Let’s start with the simple word “attestation.” What does this word really mean? The dictionary may define this word as, “to affirm to be correct, true, or genuine.” Or, ” to certify by signature or oath.”
Attestation for the Medicare Electronic Health Record (EHR) Incentive Program opened April 18th, 2011. Do physicians understand the attestation process? This seems to be a significant area of confusion among many physicians.
Physicians need to attest that they are using EHRs and achieving “meaningful use.” Is it that simple, or do they need to provide a lot of documentation to essentially prove that they are meeting meaningful use criteria?
CMS indicates: “A complete EHR system will provide a report of the numerators, denominators and other information. Then you will need to enter that data into our online Attestation System.” This is where many physicians are getting confused. They may be using a certified EHR system, but they don’t know how their system provides this report.

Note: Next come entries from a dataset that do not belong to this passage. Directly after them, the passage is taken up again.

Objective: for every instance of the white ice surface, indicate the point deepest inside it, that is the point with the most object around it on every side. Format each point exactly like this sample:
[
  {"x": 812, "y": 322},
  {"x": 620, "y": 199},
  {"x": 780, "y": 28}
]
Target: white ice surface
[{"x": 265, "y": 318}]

Physicians are trained to document things in great detail so that they can effectively defend themselves if they find themselves in a lawsuit. They’re comfortable with that process and they’ve mastered the art of documenting each clinical encounter, each procedure, each visit, etc. Now, they feel they need to add a level of documentation that shows that they’re using EHRs in a meaningful way.
I hope that 2012 brings more clarity around “meaningful use” and encourages more physicians to go after the financial incentives that the government has set aside for clinicians who treat Medicare or Medicaid patients. I also hope that these incentives are enough to motivate physicians to use EHRs routinely on all patients, not just those who are tied to these financial incentives.